FAQ/missing - CBU statistics Wiki

Revision 35 as of 2015-01-08 09:57:55

Clear message
location: FAQ / missing

How do I handle missing data in SPSS?

Missing values are problematic in multivariate analyses because they reduce the number of cases as cases with any incomplete information are automatically dropped. One simplistic approach to this problem is to 'fill in' the missing values using variable means (or medians) which is OK if you only have a few missing values (say 5% of a sample (Tabachnick and Fidell,(2007), p.63 although Peng et al. (2006) suggest mean imputation is permissible provided no more than a more liberal 10-20% of data is missing)). You can also assess sampling variability by replacing missing values with subject minima and maxima to see how sensitive results are to choices of missing values. These choices are examples of single imputation using just one variable to 'fill-in' its missing value. Single imputation is methodologically appropriate given that with small amounts of missing data single imputation performs almost equally well as other more sophisticated imputation techniques (Peyre et al., 2011, Shrive et al., 2006 and here).

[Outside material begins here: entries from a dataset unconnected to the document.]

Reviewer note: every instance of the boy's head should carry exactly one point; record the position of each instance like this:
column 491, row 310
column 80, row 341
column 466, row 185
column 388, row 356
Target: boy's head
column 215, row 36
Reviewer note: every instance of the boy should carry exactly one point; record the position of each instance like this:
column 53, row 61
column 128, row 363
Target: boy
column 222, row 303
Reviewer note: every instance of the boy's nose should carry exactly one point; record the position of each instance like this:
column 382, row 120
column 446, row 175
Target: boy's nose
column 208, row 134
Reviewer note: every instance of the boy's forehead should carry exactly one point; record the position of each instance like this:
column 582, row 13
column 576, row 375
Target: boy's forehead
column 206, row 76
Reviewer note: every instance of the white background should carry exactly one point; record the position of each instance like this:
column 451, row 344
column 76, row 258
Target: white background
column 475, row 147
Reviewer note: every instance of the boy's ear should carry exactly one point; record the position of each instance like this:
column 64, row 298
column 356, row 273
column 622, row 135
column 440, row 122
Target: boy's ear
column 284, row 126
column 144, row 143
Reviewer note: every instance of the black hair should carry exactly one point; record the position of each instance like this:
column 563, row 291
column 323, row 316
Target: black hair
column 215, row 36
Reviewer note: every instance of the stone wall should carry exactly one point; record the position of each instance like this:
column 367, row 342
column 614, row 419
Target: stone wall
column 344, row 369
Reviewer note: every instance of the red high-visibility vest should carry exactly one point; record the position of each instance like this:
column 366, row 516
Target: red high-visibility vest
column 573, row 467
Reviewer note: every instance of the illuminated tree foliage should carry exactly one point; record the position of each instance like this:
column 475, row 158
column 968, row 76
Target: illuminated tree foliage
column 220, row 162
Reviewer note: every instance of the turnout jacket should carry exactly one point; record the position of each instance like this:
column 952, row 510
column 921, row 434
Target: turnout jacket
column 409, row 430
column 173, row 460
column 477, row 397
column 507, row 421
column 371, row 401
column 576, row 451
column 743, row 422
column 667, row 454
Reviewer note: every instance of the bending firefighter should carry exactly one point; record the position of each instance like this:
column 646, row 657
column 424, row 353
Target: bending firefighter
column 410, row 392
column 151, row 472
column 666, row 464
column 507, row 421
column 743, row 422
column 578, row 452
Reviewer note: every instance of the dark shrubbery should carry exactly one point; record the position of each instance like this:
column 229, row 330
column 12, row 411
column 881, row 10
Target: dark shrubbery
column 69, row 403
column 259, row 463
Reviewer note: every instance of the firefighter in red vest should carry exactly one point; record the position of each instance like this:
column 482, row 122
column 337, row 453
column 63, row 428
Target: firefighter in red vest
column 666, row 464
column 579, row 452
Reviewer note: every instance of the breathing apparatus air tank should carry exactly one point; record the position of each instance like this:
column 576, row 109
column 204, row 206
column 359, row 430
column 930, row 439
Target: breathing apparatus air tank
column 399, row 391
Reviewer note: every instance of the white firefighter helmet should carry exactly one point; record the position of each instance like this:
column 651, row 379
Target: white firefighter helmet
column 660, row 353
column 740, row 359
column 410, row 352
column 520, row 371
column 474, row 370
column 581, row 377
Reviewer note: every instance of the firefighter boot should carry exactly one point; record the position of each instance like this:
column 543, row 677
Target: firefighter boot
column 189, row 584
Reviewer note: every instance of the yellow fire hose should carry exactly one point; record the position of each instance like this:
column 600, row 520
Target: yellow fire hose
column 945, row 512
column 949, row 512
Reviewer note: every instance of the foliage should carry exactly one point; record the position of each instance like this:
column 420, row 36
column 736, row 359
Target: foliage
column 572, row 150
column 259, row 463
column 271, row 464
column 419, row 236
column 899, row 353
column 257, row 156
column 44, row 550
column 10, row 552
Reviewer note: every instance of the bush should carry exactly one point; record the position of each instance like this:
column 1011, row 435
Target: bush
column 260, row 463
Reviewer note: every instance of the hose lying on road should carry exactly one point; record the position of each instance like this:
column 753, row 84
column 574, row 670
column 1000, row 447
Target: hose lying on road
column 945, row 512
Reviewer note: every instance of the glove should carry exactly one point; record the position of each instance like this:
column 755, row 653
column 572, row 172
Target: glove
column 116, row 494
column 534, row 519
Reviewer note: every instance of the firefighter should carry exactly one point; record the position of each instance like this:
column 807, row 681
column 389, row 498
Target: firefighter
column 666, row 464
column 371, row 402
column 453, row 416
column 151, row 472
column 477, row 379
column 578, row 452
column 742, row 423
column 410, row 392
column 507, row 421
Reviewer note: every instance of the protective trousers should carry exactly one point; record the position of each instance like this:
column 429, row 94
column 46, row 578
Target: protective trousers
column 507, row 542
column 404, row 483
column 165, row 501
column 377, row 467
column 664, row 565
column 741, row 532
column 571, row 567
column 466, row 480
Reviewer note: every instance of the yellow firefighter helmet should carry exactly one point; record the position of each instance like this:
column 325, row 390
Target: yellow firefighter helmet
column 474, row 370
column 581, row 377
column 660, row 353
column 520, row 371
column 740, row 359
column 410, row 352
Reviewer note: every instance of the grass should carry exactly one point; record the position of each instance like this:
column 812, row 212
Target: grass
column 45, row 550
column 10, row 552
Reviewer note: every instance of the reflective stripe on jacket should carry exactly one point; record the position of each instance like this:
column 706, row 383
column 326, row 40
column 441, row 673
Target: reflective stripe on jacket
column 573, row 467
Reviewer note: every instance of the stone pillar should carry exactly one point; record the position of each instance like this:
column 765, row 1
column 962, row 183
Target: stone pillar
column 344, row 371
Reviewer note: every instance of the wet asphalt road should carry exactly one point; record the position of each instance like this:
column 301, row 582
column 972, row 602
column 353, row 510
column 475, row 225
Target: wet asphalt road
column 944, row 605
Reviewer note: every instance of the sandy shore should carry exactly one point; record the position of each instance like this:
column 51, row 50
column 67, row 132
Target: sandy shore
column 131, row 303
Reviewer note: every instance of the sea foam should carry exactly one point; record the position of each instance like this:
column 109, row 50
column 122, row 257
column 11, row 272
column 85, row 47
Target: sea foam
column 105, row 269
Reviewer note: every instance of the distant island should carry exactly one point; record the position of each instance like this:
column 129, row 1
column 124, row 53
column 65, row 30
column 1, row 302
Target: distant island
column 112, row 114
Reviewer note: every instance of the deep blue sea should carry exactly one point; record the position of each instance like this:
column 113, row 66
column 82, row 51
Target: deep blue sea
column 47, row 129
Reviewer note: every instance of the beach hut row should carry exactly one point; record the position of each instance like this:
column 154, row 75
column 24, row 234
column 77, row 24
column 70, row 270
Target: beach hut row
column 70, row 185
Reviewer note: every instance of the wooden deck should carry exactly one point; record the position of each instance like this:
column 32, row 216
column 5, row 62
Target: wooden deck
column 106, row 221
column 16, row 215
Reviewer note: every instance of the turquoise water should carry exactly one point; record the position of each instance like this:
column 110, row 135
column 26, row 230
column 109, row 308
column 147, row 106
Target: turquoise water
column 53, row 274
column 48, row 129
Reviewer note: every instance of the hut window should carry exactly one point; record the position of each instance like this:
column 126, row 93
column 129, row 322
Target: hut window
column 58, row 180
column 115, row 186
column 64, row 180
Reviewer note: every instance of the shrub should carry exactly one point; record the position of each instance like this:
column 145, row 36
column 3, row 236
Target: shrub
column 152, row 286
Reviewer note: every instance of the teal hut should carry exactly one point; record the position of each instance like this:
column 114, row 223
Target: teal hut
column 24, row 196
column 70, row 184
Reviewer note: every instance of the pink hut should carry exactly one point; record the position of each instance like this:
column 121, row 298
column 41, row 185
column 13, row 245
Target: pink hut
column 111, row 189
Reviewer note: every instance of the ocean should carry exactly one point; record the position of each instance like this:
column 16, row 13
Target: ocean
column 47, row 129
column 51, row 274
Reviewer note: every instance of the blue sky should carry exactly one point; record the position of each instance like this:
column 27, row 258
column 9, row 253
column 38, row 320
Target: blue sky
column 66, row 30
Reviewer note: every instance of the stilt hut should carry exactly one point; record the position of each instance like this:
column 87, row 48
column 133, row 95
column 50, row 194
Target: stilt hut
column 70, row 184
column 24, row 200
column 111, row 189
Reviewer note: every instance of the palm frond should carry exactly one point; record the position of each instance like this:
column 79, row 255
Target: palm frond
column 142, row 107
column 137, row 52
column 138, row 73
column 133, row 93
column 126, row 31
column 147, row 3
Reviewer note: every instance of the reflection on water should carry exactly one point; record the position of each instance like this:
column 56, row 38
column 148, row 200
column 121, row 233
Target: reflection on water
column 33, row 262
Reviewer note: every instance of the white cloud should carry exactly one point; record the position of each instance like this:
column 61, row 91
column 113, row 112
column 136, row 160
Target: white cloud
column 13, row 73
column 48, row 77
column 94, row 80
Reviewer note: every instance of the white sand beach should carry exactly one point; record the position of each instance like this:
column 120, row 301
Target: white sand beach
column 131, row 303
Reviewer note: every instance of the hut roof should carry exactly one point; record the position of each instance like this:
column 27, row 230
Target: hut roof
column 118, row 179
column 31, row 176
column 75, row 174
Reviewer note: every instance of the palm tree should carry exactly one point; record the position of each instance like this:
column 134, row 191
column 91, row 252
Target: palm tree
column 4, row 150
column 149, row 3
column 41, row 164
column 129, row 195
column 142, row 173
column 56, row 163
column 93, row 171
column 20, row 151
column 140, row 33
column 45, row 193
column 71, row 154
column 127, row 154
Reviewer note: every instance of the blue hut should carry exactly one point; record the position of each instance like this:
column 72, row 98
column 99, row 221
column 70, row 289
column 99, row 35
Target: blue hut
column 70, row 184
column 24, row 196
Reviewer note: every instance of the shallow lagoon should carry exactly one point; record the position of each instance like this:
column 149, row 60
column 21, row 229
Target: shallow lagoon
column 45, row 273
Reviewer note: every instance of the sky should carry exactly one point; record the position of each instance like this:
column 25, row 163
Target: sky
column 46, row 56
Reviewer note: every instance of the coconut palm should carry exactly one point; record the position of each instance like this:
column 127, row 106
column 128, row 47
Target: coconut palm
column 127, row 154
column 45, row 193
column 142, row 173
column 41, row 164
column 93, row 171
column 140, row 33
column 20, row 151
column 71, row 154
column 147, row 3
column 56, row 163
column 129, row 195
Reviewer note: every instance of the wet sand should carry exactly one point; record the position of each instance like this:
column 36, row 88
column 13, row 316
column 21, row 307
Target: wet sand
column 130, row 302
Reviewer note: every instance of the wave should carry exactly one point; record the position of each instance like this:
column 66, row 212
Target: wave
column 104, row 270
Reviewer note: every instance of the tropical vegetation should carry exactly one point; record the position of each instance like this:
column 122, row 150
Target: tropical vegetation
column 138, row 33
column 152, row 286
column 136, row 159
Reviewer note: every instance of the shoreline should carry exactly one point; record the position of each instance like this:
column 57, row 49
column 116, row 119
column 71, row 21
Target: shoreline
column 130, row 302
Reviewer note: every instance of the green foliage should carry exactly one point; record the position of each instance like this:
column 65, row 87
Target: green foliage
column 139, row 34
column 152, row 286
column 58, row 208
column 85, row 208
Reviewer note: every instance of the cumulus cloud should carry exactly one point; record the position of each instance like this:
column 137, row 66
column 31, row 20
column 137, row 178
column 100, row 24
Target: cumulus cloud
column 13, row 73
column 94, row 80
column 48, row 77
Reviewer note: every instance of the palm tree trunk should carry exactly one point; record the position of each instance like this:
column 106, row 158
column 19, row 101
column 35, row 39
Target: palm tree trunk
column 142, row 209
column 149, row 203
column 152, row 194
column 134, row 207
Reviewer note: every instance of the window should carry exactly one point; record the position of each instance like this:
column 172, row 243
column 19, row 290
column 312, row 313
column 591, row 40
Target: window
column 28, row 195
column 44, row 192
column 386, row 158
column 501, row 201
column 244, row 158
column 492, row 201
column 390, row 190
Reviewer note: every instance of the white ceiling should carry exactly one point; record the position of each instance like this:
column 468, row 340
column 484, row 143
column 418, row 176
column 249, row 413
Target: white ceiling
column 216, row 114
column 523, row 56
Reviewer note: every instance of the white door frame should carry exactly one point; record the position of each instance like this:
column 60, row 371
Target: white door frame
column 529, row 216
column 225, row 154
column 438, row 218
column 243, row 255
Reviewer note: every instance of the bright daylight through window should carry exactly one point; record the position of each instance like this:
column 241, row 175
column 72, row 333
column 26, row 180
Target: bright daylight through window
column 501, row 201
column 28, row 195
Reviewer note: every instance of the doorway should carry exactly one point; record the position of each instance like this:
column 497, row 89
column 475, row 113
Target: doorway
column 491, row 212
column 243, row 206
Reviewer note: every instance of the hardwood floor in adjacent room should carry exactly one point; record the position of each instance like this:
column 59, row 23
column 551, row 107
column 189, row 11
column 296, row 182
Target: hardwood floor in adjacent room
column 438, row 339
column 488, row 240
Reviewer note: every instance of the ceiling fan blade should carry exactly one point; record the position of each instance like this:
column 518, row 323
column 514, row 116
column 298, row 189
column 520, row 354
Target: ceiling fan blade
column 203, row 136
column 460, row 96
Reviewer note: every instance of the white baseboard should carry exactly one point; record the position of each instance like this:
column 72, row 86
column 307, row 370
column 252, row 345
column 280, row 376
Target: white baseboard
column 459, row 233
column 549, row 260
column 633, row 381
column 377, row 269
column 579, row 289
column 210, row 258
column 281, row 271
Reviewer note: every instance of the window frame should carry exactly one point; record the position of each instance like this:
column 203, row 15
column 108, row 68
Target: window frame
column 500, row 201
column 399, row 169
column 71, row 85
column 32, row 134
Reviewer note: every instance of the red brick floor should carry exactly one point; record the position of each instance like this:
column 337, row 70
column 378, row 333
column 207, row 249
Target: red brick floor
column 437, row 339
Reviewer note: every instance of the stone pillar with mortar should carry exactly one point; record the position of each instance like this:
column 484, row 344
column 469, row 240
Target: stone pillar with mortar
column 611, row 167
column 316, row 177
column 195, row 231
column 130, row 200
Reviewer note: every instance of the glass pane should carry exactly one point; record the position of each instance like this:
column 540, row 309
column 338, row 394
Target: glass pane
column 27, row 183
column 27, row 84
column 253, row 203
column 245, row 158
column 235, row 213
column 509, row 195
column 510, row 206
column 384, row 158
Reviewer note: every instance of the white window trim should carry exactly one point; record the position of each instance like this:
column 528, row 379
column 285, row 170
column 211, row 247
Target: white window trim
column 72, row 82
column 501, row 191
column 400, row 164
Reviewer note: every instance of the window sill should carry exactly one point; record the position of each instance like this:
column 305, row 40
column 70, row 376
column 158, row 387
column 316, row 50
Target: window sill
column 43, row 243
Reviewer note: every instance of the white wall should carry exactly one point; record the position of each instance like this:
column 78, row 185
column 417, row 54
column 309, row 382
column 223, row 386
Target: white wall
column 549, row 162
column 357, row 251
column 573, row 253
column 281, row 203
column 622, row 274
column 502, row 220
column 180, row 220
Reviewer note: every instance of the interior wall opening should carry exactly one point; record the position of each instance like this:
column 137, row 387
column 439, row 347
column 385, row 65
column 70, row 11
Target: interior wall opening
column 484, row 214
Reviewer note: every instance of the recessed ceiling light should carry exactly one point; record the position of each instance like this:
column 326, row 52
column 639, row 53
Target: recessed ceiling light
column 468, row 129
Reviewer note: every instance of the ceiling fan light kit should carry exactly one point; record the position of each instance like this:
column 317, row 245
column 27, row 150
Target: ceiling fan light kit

The below illustrates how to use macros to replace missing values with variable means in SPSS and assumes missing values are missing completely at random so the missing values are not likely to differ in value from those that are recorded. There are other approaches that can be used (for an overview see here) which assume data is missing at random ie the reason for the missingness is associated with some of the other observed variables.

Examination of the missing data can be performed using group analyses such as non-parametric Mann-Whitney U tests to compare the group of subjects with missing values to those with complete cases to check if the the missing data mechanism is related to other variables in the data set (Tabachnick and Fidell, 2007) ie is missing at random (MAR). If there is no relationship between data values and the 'missingness' group one might be inclined to treat the missing values as missing completely at random (MCAR). Tabachnick and Fidell (2007) point out that if less than 5% are missing completely at random almost any procedure for handling missing values yields similar results. Everett and Dunn (1991) recommend conducting a complete case analysis for cases where there are few missing values and the data are missing completely at random.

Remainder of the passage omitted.